15:55 PM, 19th July 2013, About 11 years ago

This is actually a mixed (good and not so good) news story.

Why?

Because even though it's great news this week that lending is becoming more popular again with banks, other news also published this week says "Experts warn that dwindling broker numbers could lead to thousands of “orphaned” clients being left without access to an adviser if gross lending increases as sharply as predicted."

(source: http://tiny.cc/HDCnews )

The same article states "The Association of Mortgage Intermediaries says the number of brokers has fallen from around 30,000 in 2006 to around 10,000 today"

In the latest census (2011 - http://tiny.cc/HDCstats ) there were over 26million households, and just 10,000 mortgage advisers!

Why should you be concerned? Well maybe you don't have to be, but e.g. we all moan about the NHS not having enough qualified and experienced doctors, we moan about not enough police on our streets and yet for our own 'financial' health and security, I believe that we also need enough qualified, professional and expert financial advisers too.

The credit crunch killed off a lot of financial intermediaries, in recent times banks have pulled all of their 'advisers' (salesman? - that's another story altogether) out of branches and and many older Advisers have retired early or changed careers due to the imposition of extra costs, qualifications and insufficient new enquiries coming through their doors.

So, the moral of this 'story' is; if you find a decent, honest, hardworking, qualified, experienced and professional mortgage adviser now - be nice to them!

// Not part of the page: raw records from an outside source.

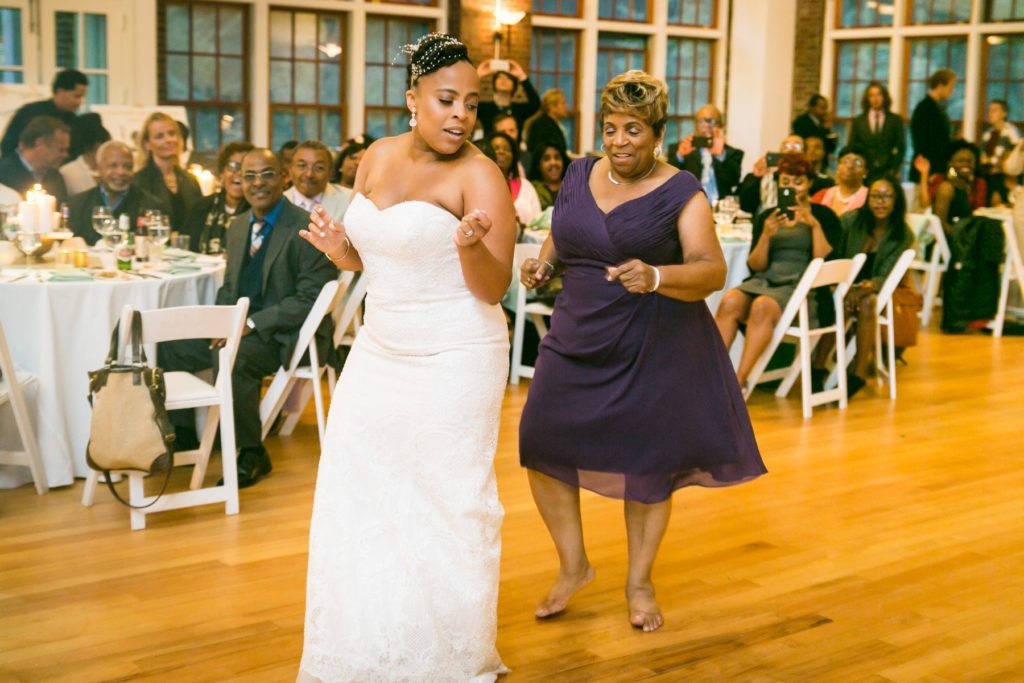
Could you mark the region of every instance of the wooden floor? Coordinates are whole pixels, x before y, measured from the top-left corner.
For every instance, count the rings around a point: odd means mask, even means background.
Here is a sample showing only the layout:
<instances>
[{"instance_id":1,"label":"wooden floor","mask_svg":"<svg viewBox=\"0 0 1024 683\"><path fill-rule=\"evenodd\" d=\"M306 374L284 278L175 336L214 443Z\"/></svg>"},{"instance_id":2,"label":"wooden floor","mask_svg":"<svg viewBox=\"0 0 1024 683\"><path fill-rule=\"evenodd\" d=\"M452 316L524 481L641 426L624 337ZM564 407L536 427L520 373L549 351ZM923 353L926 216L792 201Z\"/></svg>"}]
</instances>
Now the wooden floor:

They have survived, they are still there to offer help and advice and, with the right whole of market Broker in sight, they can also give you access to products and services that you may not have been exposed to before.

And .... as the article above states, with 26% more lending going on, the lenders will have service problems as well (I have seen some building societies close shop at the mo so they can catch up on huge backlogs of applications), you need a Broker who knows the market, the underwriters and their processes.